Que doivent donc faire les familles ?

Les familles doivent être ouvertes à l’aide qui leur est offerte par les autorités. Elles doivent comprendre les malades, les contenir et les accompagner. Ce n’est pas facile mais les soins y aident beaucoup. Lorsque le malade est soigné, lorsqu’on est en contact avec les soignants qui donnent des conseils aux familles, cela peut-être bénéfique. Cependant, Il y a même des personnes qui ont honte de dire qu’un de leurs proches est malade. Les malades mentaux sont exclus ou cachés.

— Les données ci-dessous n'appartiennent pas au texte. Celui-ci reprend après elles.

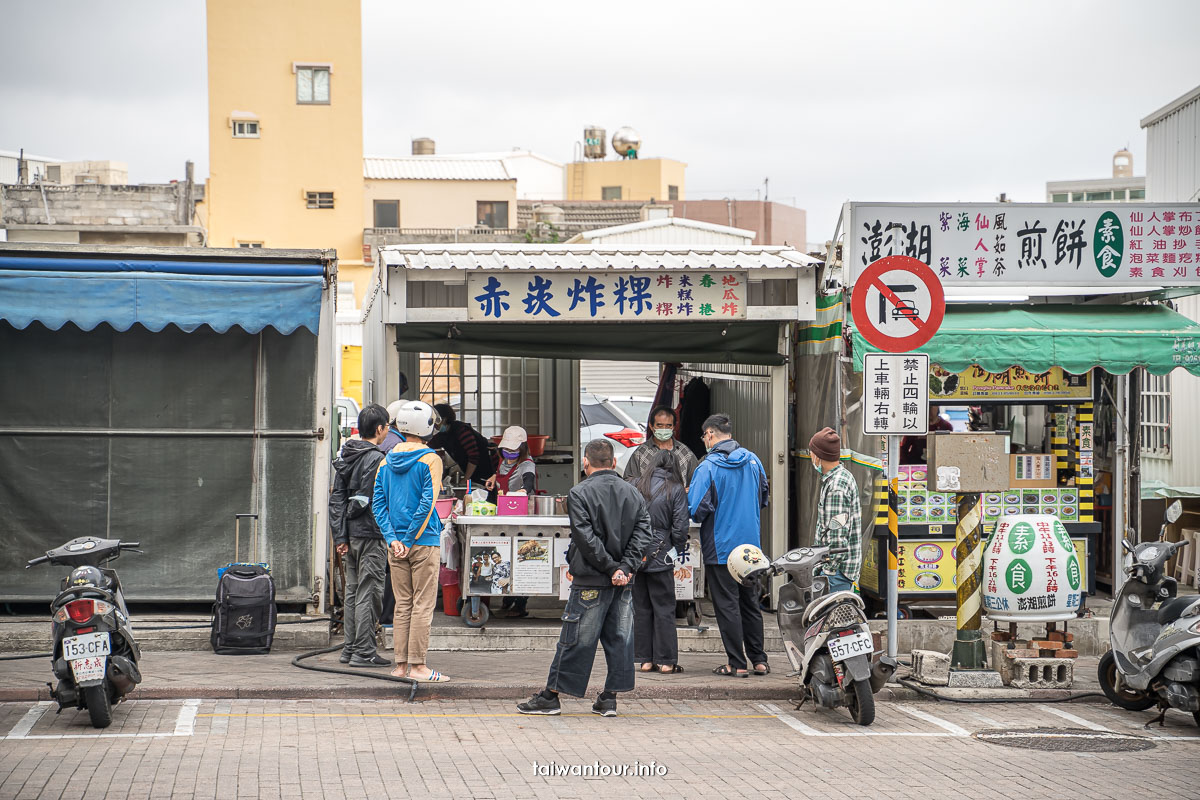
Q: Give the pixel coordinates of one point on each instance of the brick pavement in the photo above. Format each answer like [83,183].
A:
[453,749]
[474,675]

PRISE EN CHARGE DES MALADES MENTAUX : Un traitement jugé exorbitant

Le coût du traitement fait partie des raisons qui poussent les familles à abandonner leurs malades. Selon un proche d’un malade qui a retrouvé la santé après avoir passé quelques semaines dans un centre psychiatrique, «l’accès aux soins n’est pas donné à toutes les personnes ayant des troubles psychiques. Le coût quotidien du traitement est à 5000 F Cfa. Et, la personne malade est obligée de passer quatre ou cinq mois dans un centre psychiatrique pour retrouver sa santé». Notre source qui a préféré garder l’anonymat, nous informe «qu’en cas de non payement de la somme due, le traitement du malade est souvent bloqué. C’est pourquoi, il faut maintenant une garantie financière avant que le personnel soignant prenne en charge convenablement le malade». Pis, «ce payement journalier de la prise en charge quotidienne vient s’ajouter aux ordonnances qui coûtent chers», soutient-il.

Ainsi donc, pour une meilleure prise en charge de cette couche vulnérable, il est souhaité l’intégration du traitement de la maladie mentale dans le programme de la couverture maladie universelle. A signaler qu’il existe quatre centres psychiatriques à Dakar, (Centre hospitalier de Fann, hôpital Principal, hôpital miliaire de Ouakam et l’hôpital de Thiaroye). Les centres de prise en charge des malades mentaux existent aussi à Thiès, Fatick, Tambacounda et Ziguinchor. Les malades sont aussi reçus à Louga et St-Louis.